There are much bigger forces at play here, though. The assaulted planet is part of an Russian-styled empire that isn’t too thrilled by the sudden technological spike. So, completely misunderstanding the nature of the invasion, they answer with an attack force and a plan to futz around causality through judicious time-travel.
But wait! It gets better, because in Stross’ imagined post-singularity universe, the Eschaton has become a force for causal enforcement. Twiddle with time too much and you’ll wake up to your sun going supernova. So Earth itself has put special agents in place to enforce compliance before the Eschaton does… and that’s where protagonists Rachel Mansour and Martin Springfield come in, two agents with hidden agendas. Expect the usual boy-meets-girl stuff (well done) and graft on to this plot the traditional complications.
Obviously, plotting isn’t the main attraction here, not when we’ve got a vigorously imagined future to kick around. One of Singularity Sky‘s most satisfying aspect is how it reconciles once more the space opera genre with the increasingly probable eventuality of a singularity. By focusing on the left-behinds, by showing different levels of technology interacting with one another, Stross creates tension from above (the threat from the Eschaton) and manages to fit all the good old space battles of golden-age SF with what we now suspect from the universe. It’s canny world-building, and one of the most obvious proofs that Stross is a hard-core SF writer with an easy familiarity with the genre. He certainly can talk the talk, what with the easy sprinkling of technological jargon, future technologies and nifty ideas. (As an added attraction, I’m not sure that the novel is even intelligible to anyone who doesn’t know already a lot about science-fiction) He’s from the Internet generation and it shows, through the novel’s ideological message and the various in-jokes hidden here and there throughout the novel. Make no mistake: this is a deeply amusing book, filled with well-placed silliness (MP-3 missiles?) and compulsively readable despite an impressive density of ideas.
Still, some of the plot points weaken the overall impact of the novel. Viewed from afar, the novel is a shaggy dog story that, despite the amusing plot developments, ends pretty much exactly as could be deduced from the first fifty pages. It’s also filled with tangents of dubious interest, the worst of which has to be the “Felix” plot thread and the gratuitous space combat scenes. Parricidal elements of the ending stretch plausibility, even in the context of a light-hearted science-fiction story.

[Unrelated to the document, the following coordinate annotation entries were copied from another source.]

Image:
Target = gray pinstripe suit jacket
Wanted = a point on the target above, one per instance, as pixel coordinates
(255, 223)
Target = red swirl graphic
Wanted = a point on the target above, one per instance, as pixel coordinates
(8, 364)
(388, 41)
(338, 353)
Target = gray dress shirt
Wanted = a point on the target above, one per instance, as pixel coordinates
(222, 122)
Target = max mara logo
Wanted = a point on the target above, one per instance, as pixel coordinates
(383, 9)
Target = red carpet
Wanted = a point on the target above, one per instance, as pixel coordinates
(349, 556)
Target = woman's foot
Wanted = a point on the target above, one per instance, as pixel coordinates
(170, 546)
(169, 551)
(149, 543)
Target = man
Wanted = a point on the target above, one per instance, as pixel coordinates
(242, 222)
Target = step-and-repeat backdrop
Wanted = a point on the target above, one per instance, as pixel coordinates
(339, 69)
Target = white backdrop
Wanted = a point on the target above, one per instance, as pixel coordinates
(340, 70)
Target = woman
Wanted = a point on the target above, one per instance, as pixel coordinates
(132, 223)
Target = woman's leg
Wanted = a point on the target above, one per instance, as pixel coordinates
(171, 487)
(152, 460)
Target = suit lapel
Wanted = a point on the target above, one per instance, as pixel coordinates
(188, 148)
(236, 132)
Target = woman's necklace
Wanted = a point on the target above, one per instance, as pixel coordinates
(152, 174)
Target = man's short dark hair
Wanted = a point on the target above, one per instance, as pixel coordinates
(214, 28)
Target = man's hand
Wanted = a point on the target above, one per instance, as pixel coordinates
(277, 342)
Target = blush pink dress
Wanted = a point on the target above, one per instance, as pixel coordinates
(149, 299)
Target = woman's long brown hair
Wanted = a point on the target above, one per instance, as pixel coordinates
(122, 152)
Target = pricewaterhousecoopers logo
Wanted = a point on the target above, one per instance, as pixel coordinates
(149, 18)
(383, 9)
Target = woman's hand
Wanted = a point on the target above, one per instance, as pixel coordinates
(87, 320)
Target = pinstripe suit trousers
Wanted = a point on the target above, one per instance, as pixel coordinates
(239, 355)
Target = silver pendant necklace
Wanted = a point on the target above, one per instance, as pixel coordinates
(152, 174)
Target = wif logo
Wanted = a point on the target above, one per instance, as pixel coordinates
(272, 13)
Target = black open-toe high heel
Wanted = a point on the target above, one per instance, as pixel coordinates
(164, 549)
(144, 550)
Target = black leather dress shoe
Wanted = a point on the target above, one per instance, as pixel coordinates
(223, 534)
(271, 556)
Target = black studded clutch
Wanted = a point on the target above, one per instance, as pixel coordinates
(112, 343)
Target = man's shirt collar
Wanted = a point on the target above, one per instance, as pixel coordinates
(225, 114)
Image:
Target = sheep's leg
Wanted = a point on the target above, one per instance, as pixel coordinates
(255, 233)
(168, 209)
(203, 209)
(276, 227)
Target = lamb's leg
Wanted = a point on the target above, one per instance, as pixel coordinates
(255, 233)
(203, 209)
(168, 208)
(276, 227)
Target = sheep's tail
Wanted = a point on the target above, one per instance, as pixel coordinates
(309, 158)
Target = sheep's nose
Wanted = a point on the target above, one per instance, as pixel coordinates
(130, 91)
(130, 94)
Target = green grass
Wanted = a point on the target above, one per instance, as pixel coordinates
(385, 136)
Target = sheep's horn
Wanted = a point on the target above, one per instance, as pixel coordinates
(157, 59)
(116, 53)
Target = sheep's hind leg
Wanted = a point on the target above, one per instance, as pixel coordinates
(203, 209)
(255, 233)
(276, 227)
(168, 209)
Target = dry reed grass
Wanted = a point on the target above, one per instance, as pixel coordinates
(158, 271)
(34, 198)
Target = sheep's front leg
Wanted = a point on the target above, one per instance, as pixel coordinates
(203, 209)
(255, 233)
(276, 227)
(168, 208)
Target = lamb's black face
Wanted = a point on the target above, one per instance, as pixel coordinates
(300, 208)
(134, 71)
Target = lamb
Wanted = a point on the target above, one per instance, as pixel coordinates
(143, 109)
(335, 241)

Not that I’m seriously complaining: Anyone who has read more than a few of these reviews already knows that for me, fun trumps structure six days of the week. And so Singularity Sky easily finds a spot on my short list of the year’s best novels. It’s vivid, imaginative, fresh and dynamic. It deftly mixes science and politics. It’s one of the best examples of twenty-first century science-fiction. It reaffirms my growing admiration for Stross’ work and tells me that not all is lost for the genre.
In fact, I’m so jazzed-up about Singularity Sky that I’m looking forward to the sequel (Iron Sunrise, due Any Time Now) with some trepidation. And that, for someone who doesn’t usually like the whole idea of sequels, is really saying something.